# Weird but Awesome Knitted Things



## SvenskaFlicka (Nov 2, 2011)

Here is a link to a list of "23 Weird but Awesome Knitted Things"

I thought you might all enjoy it! 

23 Weird but Awesome Knitted Things


----------



## mistletoad (Apr 17, 2003)

Those are great, but my all time favourite weird knitted thing was a anatomically correct Kimi Raikkonen doll.


----------



## Pearl B (Sep 27, 2008)

Some of those are really cute! others are :hysterical:.
Neat link, thanks :thumb:


----------



## Maura (Jun 6, 2004)

Just went apple picking. Now I know what I'll be doing tonight.


----------



## Janetm (Jul 1, 2011)

Neat link.. I love the chairs. They look so nice and cozy..


----------



## Taylor R. (Apr 3, 2013)

That leotard is amazing (coming from a back-in-the-day pointe dancer)!


----------



## Kris in MI (May 30, 2002)

rock cozies. . . I'm sure glad my girls didn't know how to knit back in the days when they would "make" me paperweights out of rocks they picked up in the field.  I have lots of rocks in my flowerbed now that say "MOM" in fading poster paint.


----------



## hotzcatz (Oct 16, 2007)

The rock cozies were a hoot, although I'd not actually want one. 
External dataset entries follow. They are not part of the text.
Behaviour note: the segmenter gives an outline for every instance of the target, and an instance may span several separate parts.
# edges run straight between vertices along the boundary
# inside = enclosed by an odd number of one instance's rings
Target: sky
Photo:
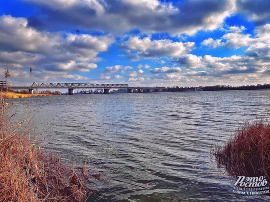
[[[0,80],[8,68],[16,85],[268,84],[269,8],[268,0],[0,0]]]

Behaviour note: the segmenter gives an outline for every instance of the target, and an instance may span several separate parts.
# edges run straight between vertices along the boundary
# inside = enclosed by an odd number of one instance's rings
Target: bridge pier
[[[104,88],[104,94],[110,94],[110,88]]]
[[[128,88],[128,93],[133,93],[133,89],[130,88]]]
[[[73,88],[68,88],[68,95],[74,95],[74,89]]]

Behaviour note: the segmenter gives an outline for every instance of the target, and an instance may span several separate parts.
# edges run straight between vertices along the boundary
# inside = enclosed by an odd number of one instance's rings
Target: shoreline
[[[28,98],[30,97],[38,97],[38,96],[52,96],[54,95],[49,94],[24,94],[14,93],[13,92],[3,92],[1,93],[1,95],[6,98],[12,99],[12,98]]]

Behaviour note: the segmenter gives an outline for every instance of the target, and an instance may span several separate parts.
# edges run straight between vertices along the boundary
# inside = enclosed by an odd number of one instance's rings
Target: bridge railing
[[[33,83],[32,88],[128,88],[128,84],[114,84],[100,83]]]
Didn't those bobbles on the chairs look like they'd be less than comfy to sit on, though?


----------



## chickenista (Mar 24, 2007)

The people that have these types of things in their homes must not have any dust at all.
I have dust. Loads of oddly dark dust.


----------



## Two Tracks (Jul 13, 2013)

I like the felted elephant tea cozie


----------